Drew and Daddy on the ice

Saturday, January 3, 2009

An interview with a hockey mom

No, not an interview with Sarah Palin thank goodness. An interview with ME, conducted by my friend and blogger CK. If you'd like me to interview YOU, drop me an email and I'll come up with some awesome questions. Promise.

1. How did you and Doug meet? Doug and I "met" our senior year of high school in calculus class. He was the first kid in class every day, and I was the second. So, every day I'd say hi and he'd say hi back. That was about it. Nothing earth shattering or special. Then after graduation, we both ended up at a party on the lake, here in the town where we live right now. We hung out that day, swimming, jumping from enormous rocks into the lake (I am deathly afraid of heights and was truly showing off because he was paying attention to me), and after my friend who drove me went home, I had two choices~ride home with Doug, or with the creepy kid I'd known since middle school who I was certain had horrible plans for me had I ridden with him. So, I chose Doug. Then I went off to college, had a couple of boyfriends, dumped them and have been with him since 1991. Well, it's more complicated than that, but that's for another post.

2. If you could have dinner with three famous people (dead or alive) who would they be, and why? First, I'd have dinner with Mozart. As a musician, I am drawn to his music. I've played some of his flute concertos with an orchestra (omg was that fabulous as a soloist) and I'd love to chat with him and get his inspiration. There is nothing better than fine classical music. Secondly, I'd have dinner with Shakespeare. I hate his sonnets, but love his plays. I'd love to write, but find that I don't string my thoughts together well enough. I'd ask his advice. Thirdly, I'd have dinner with Laura Ingalls Wilder. It's been so much fun rereading those books with Meg, so I'd want to ask about her life and how much of the books are fictionalized, and how much are so true to life. I would actually take Meg to that dinner so that she could truly understand what life as a pioneer was like.

3. If you could have your dream job, what would it be? I'd be a teacher, either a high school english teacher, or teaching law classes in college.

4. If you had to go w/out computer, tv/movies or music which one couldn't you part with and why? Well, I hate going without my computer, but I couldn't part with music. I always listen to music with the kids, in my car, on my IPod. It can soothe my soul, or wake me up.

5. If you hadn't named your children their names, what would you have named them? This is a tough one. Meg would have been Cameron (Cam for short) if she had been a boy, Drew would have been Sidney were he a girl, and I debated calling the twins Charlotte and Emily after the Bronte sisters. I can't say that I would have named Meg anything other than Megan, although I do love Julie. Drew was almost Stephen after my grandfather, but he is actually named for a boy Doug and I know.
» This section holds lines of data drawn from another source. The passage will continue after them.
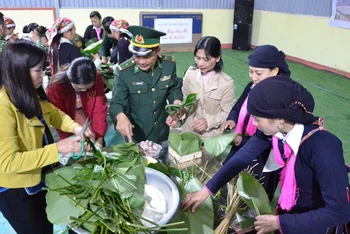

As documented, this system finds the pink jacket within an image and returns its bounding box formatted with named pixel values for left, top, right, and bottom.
left=47, top=72, right=108, bottom=139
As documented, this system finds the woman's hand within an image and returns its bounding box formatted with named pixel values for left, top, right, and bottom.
left=254, top=215, right=278, bottom=234
left=96, top=137, right=103, bottom=148
left=115, top=113, right=133, bottom=142
left=73, top=126, right=95, bottom=141
left=29, top=29, right=40, bottom=43
left=91, top=53, right=100, bottom=61
left=181, top=188, right=210, bottom=213
left=174, top=99, right=182, bottom=106
left=220, top=120, right=236, bottom=133
left=233, top=135, right=242, bottom=146
left=165, top=115, right=180, bottom=128
left=191, top=118, right=208, bottom=132
left=56, top=135, right=86, bottom=155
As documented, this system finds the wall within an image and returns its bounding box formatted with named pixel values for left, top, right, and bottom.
left=252, top=10, right=350, bottom=78
left=0, top=4, right=350, bottom=78
left=0, top=8, right=56, bottom=32
left=60, top=9, right=233, bottom=44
6. If money, jobs, etc. were no object, where would you live and why? I'd still live right here in Maine. I grew up without family nearby, and for my kids to have their grandparents (both sets) and cousins, aunts and uncles nearby is something that we wouldn't give up for the world.

7. What is the household chore you hate the worst? Which one are you best at? I hate, hate, hate to clean the cat boxes. I also hate to empty and reload the dishwasher, although I despise seeing all the dishes in the sink or on the counters. I love to vacuum. It's a Zen thing. I also love to do laundry (weird, I know) because the piles of dirty clothes make me nuts. But, I never manage to get any of it put away.

Thanks CK for these great questions!